Trade in lion bones and other body parts for traditional medicines were an emerging threat.
'We are not on track'
In 2011, almost 200 governments set a goal of preventing by 2020 the extinction of known species and reducing threats to those most in decline. No known species went extinct in 2015 but many came closer to the brink.
"We are not on track," said Craig Hilton-Taylor, head of the IUCN Red List Unit, told Reuters of the 2020 goals.
On the upside, there have been some conservation successes, such as the Iberian lynx, whose number rose to 156 adults in 2012 from 52 a decade earlier.
It bears noting however that the small number of individuals means that the lynx probably faces a genetic bottleneck, as the cheetah does today: inbreeding by the few survivors of a bottleneck in the past has led to poor fertility in cheetah adults and high mortality among cheetah kittens. The fact that 156 lynxes still exist does not mean the species is safe – though Prof. David Haussler of the University of California believes that futuristic genetic editing techniques could help preserve species by restoring some genetic diversity.
Meanwhile, it isn't just spotted owls or black-footed ferrets in danger. Some economically valuable species were added to the as endangered list, Hilton-Taylor said.
The list said that practically all of the 84 species of tropical Asian slipper orchid, which are prized ornamental flowers, were threatened, mainly because of over-collection and habitat loss. Nine of 17 species from the tea plant family assessed were also endangered because they are used for making tea and medicines or as ornamental plants and firewood.
"Losing these plants would reduce the genetic diversity of tea," Hilton-Taylor said. The plants might be valuable replacements for current species of drinking tea if environmental conditions were to change in future.
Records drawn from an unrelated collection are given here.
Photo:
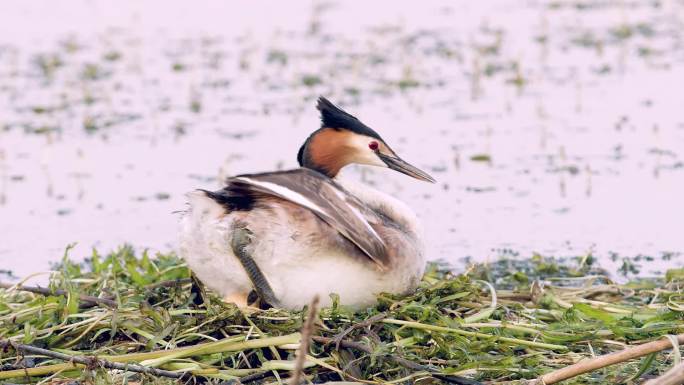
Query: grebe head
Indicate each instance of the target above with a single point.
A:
(343, 139)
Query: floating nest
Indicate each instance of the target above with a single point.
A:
(125, 319)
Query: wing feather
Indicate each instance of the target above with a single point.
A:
(325, 198)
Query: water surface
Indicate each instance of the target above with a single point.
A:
(552, 127)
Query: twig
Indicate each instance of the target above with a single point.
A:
(171, 283)
(88, 299)
(418, 325)
(91, 361)
(307, 332)
(363, 324)
(394, 357)
(674, 376)
(606, 360)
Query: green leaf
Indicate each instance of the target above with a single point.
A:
(594, 313)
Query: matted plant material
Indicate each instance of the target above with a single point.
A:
(506, 322)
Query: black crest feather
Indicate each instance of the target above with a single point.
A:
(335, 117)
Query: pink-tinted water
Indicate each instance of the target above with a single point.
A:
(552, 127)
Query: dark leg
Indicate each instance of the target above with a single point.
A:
(239, 242)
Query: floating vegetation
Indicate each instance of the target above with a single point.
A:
(121, 319)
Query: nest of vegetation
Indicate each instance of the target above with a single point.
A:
(122, 319)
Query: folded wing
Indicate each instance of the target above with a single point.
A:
(325, 198)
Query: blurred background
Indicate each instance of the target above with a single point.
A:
(553, 127)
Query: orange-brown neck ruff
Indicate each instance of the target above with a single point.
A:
(329, 150)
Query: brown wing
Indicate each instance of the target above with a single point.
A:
(328, 200)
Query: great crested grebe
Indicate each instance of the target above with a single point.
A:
(289, 235)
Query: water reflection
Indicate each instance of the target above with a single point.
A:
(551, 127)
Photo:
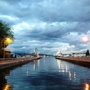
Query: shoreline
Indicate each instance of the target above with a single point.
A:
(14, 62)
(82, 61)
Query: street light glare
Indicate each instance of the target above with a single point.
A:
(8, 40)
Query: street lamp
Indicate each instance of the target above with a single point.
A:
(4, 42)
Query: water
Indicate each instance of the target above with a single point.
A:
(47, 74)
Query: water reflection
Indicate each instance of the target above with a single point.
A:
(47, 74)
(36, 63)
(87, 86)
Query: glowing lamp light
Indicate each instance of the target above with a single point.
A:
(8, 40)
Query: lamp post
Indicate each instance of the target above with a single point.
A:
(5, 41)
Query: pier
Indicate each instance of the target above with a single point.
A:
(83, 61)
(12, 62)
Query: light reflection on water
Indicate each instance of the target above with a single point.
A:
(49, 74)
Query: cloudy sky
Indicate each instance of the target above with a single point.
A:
(50, 26)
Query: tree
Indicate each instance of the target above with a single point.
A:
(5, 31)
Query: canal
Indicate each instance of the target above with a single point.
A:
(46, 73)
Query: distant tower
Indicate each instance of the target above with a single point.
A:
(36, 52)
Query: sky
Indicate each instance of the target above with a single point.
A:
(51, 26)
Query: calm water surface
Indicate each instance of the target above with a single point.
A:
(48, 74)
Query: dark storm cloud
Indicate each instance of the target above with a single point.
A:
(37, 22)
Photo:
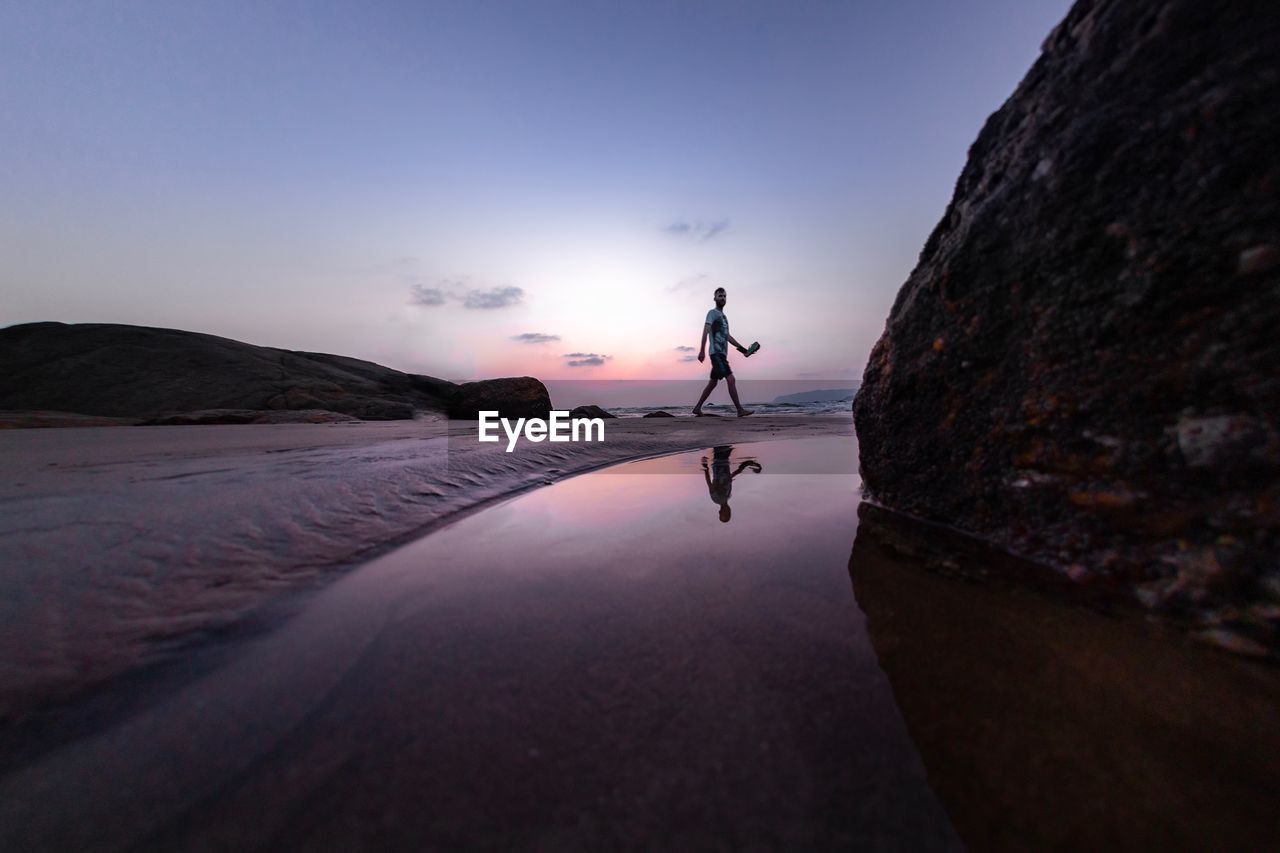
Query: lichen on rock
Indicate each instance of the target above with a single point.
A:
(1084, 366)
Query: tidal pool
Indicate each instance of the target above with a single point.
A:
(670, 655)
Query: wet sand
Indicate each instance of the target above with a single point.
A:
(123, 546)
(1051, 725)
(604, 664)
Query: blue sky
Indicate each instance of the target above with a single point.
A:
(484, 188)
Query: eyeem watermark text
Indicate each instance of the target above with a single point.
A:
(558, 428)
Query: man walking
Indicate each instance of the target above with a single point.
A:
(717, 327)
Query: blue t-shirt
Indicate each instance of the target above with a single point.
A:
(720, 332)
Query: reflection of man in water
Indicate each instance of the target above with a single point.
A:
(720, 480)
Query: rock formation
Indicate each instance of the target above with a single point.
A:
(589, 411)
(169, 375)
(1084, 366)
(515, 397)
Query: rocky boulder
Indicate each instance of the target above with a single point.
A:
(251, 416)
(515, 397)
(589, 411)
(1084, 365)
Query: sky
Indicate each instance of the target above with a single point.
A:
(475, 188)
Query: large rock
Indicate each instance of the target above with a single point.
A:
(1084, 366)
(138, 372)
(589, 411)
(169, 375)
(513, 397)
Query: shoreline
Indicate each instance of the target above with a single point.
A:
(126, 547)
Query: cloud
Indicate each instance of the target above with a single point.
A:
(494, 297)
(585, 359)
(690, 282)
(696, 229)
(421, 295)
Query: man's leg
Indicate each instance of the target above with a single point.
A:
(707, 392)
(732, 392)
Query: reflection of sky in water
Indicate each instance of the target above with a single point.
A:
(600, 664)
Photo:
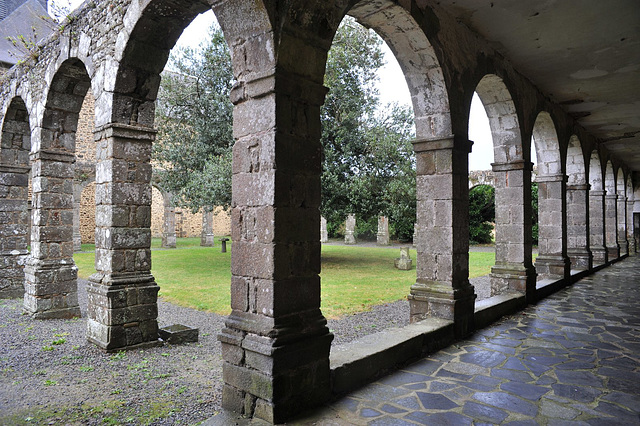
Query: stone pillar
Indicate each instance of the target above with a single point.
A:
(597, 227)
(623, 243)
(276, 343)
(169, 223)
(51, 287)
(324, 234)
(513, 270)
(442, 288)
(611, 226)
(14, 233)
(630, 237)
(383, 231)
(577, 227)
(77, 196)
(122, 310)
(552, 261)
(207, 239)
(350, 229)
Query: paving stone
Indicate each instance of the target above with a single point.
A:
(508, 402)
(434, 401)
(484, 412)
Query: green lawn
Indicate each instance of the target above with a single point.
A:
(353, 278)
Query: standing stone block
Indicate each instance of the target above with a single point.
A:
(383, 231)
(350, 228)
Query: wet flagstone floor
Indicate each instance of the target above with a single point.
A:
(571, 359)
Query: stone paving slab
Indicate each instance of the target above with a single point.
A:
(571, 359)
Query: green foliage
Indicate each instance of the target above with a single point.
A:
(194, 119)
(482, 214)
(368, 166)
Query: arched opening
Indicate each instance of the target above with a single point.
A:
(596, 211)
(552, 262)
(15, 144)
(52, 242)
(513, 270)
(611, 213)
(577, 207)
(621, 191)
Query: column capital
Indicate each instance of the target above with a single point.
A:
(451, 142)
(512, 165)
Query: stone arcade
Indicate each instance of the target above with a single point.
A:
(276, 344)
The new study builds on previous research that had warned of the sixth great extinction approaching like a freight train. A study a year ago, led by Stuart Pimm of Duke University, found that extinction rates were 1,000 times higher than normal due to deforestation, global climate change, as well as over-fishing.
"We are on the verge of the sixth extinction," Pimm told the press a year ago, adding: "Whether we avoid it or not will depend on our actions."
Now his peers say the verge is passed, though they too add that if action is taken immediately - at least some of the "dramatic decay in biodiversity" could be averted. Meaning, some of the species teetering on the brink could yet be saved.